Paris Encore Une Fois

It was quite exciting standing at Montbard station in the pitch dark, waiting for the quarter to seven morning train to Paris. To allow plenty of time, I got up at four-fifteen, which is seriously early but permitted everyone else to have showers after me, and we set off to drive to Montbard at quarter to six.

Paris was gloriously sunny but very cold when we arrived. There was already quite a big queue for the Musee d’Orsay but it moved quickly, which was just as well as Emily’s hands had turned a perfect blue and Gareth assured me cheerily that my cheeks were actually purple.

The Musee d’Orsay is a huge art gallery with several floors – the artists, in general, get more famous as you go higher, with a particularly good collection of the Impressionists. The only thing that I didn’t like about the whole place were the people who persisted in taking photos of the paintings, so I kept feeling, as I was standing trying to look at a painting, that I was getting in someone’s way.

Okay, I can kind of understand wanting to have one’s photo taken next to a Van Gogh or whatever (though only kind of – I’m not sure what kind of talent it demonstrates other than I Was There) but if you want a copy of a painting, why not buy a print?

I particularly loved the Degas pastels of dancers – the more so because I’ve never really seen the point of pastels, but these really changed my mind. We could, of course, have done with more time but finally headed off to find lunch in a jolly café.

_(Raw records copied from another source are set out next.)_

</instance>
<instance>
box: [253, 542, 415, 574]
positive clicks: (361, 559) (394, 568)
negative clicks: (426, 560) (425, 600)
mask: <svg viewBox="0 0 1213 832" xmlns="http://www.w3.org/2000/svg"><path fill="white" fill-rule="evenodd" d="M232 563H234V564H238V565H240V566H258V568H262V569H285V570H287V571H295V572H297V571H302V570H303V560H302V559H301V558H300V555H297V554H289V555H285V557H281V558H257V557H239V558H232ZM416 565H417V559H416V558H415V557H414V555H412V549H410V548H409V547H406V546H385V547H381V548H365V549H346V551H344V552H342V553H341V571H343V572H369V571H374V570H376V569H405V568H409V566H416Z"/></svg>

Then we decided to walk to the Picasso Museum, which proved tricky to find as there were no signposts to it at all, and our map was, it proved, somewhat lacking in detail. We took a couple of wrong turnings but found it eventually – but even the wrong turnings didn’t matter as everything was interesting – I particularly liked this former baker’s, now a hat shop - and the weather was glorious.

We passed lots and lots of shops selling handbags, and many selling very, very expensive clothes, such as a striped cotton T-shirt for 245 euros. Emily was, as it happened, looking fantastic in a similar one which cost eight quid.

But finally we reached the Picasso museum, and stayed there until it closed and we had to go for our train. A really interesting museum which shows how his work developed from the more conventional painting style of his early works. There were, of course, many paintings which I’d never seen before and my favourite was “Owl in an Interior” – a rather melancholy and haunting painting.

We walked back to the Gare de Lyon (passing LOTS of signposts to the Picasso museum on the way, grrrrr), just in time for the train back to Montbard – we got back to Montreal at about ten o’clock.

So a long day, but well worth it. For me to give up a day in the Burgundy countryside it had to be good, and it was. Who knows, perhaps eventually I’ll find out why everyone keeps going on about Barcelona.